O Curral Zeca Xibelão recebeu, na noite desta quarta-feira (1º), uma apresentação marcada por fé, emoção e inclusão social. Na ocasião, a Associação Pestalozzi, em parceria com o Boi Caprichoso, encenou a Paixão, Morte e Ressurreição de Jesus Cristo.
Além disso, estudantes com Síndrome de Down e pessoas com deficiência (PCDs) protagonizaram o espetáculo, que reuniu familiares, apoiadores e o público em geral. Durante a apresentação, os espectadores acompanharam cada cena com atenção e, ao mesmo tempo, se envolveram com uma narrativa sensível e carregada de simbologia.
Trabalho coletivo valoriza protagonismo dos alunos
Nesse contexto, a diretora da Associação Pestalozzi, Dalva Nascimento, destacou que o projeto envolve esforço coletivo e vai além do palco.
“Todas essas roupas foram confeccionadas dentro da escola. Tivemos patrocinadores que foram fundamentais, além dos grupos de música e dança que participaram. A escola não faz um trabalho sozinha, existe toda uma equipe que torna possível apresentar esse trabalho”, afirmou.
Parceria fortalece cultura e amplia inclusão
Além do trabalho da instituição, a parceria com o Boi Caprichoso teve papel essencial na realização da encenação. Segundo o presidente do Conselho de Arte do boi, Ericky Nakanome, o momento representa um marco para o espaço cultural.
“É a primeira vez que o Caprichoso recebe, em seu curral, um evento teatral como esse. Vimos muito talento dos atores e atrizes, que deram um verdadeiro show. É um momento de reflexão por meio da arte, e que o Caprichoso continue acolhendo todas as comunidades”, afirmou.

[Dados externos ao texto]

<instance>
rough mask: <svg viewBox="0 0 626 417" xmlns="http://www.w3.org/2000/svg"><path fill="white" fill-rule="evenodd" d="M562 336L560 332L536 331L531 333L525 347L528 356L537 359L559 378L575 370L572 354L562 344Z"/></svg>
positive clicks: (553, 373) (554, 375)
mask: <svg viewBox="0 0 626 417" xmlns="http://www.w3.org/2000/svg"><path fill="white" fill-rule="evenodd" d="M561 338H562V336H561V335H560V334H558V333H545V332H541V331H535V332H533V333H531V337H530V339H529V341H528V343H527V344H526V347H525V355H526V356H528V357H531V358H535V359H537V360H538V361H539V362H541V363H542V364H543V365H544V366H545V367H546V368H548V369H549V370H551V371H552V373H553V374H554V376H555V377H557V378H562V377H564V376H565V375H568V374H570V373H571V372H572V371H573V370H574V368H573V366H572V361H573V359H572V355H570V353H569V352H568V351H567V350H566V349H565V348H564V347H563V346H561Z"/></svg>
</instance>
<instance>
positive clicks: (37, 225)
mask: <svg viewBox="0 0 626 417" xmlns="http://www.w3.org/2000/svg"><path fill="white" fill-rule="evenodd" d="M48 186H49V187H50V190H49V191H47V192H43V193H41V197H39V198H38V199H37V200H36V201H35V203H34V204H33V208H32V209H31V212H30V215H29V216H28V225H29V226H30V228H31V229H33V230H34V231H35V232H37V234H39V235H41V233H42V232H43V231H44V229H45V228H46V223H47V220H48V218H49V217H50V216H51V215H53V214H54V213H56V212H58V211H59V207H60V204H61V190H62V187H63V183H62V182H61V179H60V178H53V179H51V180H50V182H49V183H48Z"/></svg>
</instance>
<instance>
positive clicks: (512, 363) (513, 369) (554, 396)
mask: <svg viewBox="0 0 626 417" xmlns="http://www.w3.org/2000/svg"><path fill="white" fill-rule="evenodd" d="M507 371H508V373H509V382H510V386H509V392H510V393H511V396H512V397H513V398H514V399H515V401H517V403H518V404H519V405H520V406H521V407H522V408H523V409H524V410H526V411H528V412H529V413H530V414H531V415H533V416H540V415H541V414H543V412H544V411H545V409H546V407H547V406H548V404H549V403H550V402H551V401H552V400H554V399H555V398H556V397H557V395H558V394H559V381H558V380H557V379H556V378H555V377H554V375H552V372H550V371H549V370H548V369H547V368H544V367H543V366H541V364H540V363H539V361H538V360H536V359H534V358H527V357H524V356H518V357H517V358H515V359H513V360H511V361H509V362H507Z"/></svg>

Preparação reforça dedicação dos participantes

Ao mesmo tempo, o professor Clodoaldo Oliveira, responsável pela coordenação teatral, ressaltou o envolvimento dos alunos desde o início do projeto.
“Desde fevereiro a gente está trabalhando nesse projeto. Era um desejo da escola sair das quatro paredes e apresentar para o público. Eles são espontâneos, cada um tem seu talento, e a gente transforma isso em espetáculo. Não se constrói um espetáculo sozinho, são muitas mãos, professores, música, dança, todos colaboram para esse resultado”, explicou.
Famílias se emocionam com apresentação
Além da equipe, os familiares também participaram ativamente e se emocionaram com o resultado. Nesse sentido, Helena Farias, irmã de Carlos Farias — que interpretou Jesus — destacou a dedicação do participante.
“Ele sempre participa das atividades da escola e eu procuro acompanhar. Ele é muito dedicado, quando coloca algo na cabeça, ele vai até o fim. Não pensa em dificuldade, ele quer cumprir o que se compromete a fazer. Por isso, sempre é chamado para as apresentações”, contou.
Arte promove inclusão e transformação social
Por fim, a encenação reforça o papel da arte como ferramenta de inclusão e expressão. Dessa forma, o espetáculo reúne a comunidade e valoriza o protagonismo dos alunos da Associação Pestalozzi.
Assim, iniciativas como essa mostram que cultura e educação caminham juntas e, sobretudo, contribuem para a inclusão social e a transformação da sociedade.